Web Address What You'll Find
irasia.com Broad access to annual reports, financial filings and general news about regional companies.
listedcompany.com Much of the same, but also allows you to monitor current and recent IPOs.
hkex.com.hk Home page of the Hong Kong Stock Exchange. Retrieve complete list of Chinese H shares and Red Chips; performance data; stock charts; company announcements and regulatory filings. Also has links to the Shanghai and Shenzhen stock exchanges.
ses.com.sg Home page of the Singapore Stock Exchange. Convenient links to company profiles and market data. Investors can register for free research from local brokerage firms such as Kim-Eng Securities and DBS Vickers.
sse.com.cn Home page of Shanghai Stock Exchange. Click on English version, top right. Posts data on the B-share market.
shkonline.com, boom.com, kimeng.com All three sites feature market data for investing in the region, including China.
Source: WSJ research
For investors willing to take on the significantly higher risks of going overseas, brokerage firms such as Kim Eng Securities in Singapore, and SHK Financial Group and Boom Securities, both in Hong Kong, will open accounts for American investors -- often online or via e-mail. You will have to wire the money into the account, or deposit it in person if you are traveling in the region. All offer online trading and provide access to Chinese stocks that trade in Singapore and Hong Kong, home to more Chinese-company listings than any other exchange outside mainland China. Some give investors access to the B-share market directly in China, and many provide research reports on Chinese companies.

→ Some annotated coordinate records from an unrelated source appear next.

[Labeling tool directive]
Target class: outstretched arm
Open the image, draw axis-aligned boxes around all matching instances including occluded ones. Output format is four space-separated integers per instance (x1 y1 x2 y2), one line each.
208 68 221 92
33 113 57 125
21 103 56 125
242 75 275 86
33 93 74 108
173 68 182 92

There are other ways to research these stocks. There are a variety of Web sites that provide access to Chinese-company financial statements in English, including annual reports -- which are typically audited -- and press releases. The Hong Kong Stock Exchange site, in particular, has an abundance of data and links to corporate reports. (See accompanying chart.)
But are H shares and Red Chips safe for small investors? Romeo Dator, portfolio manager for U.S. Global Investors China Opportunity Fund, says that individuals should stick to mutual funds because they'll get the diversity they need to mitigate the company-specific risks of owning individual Chinese stocks. "However, if individuals really do want to buy Chinese stocks on their own," he says, "they should be doing it in [H shares and Red Chips] in Hong Kong."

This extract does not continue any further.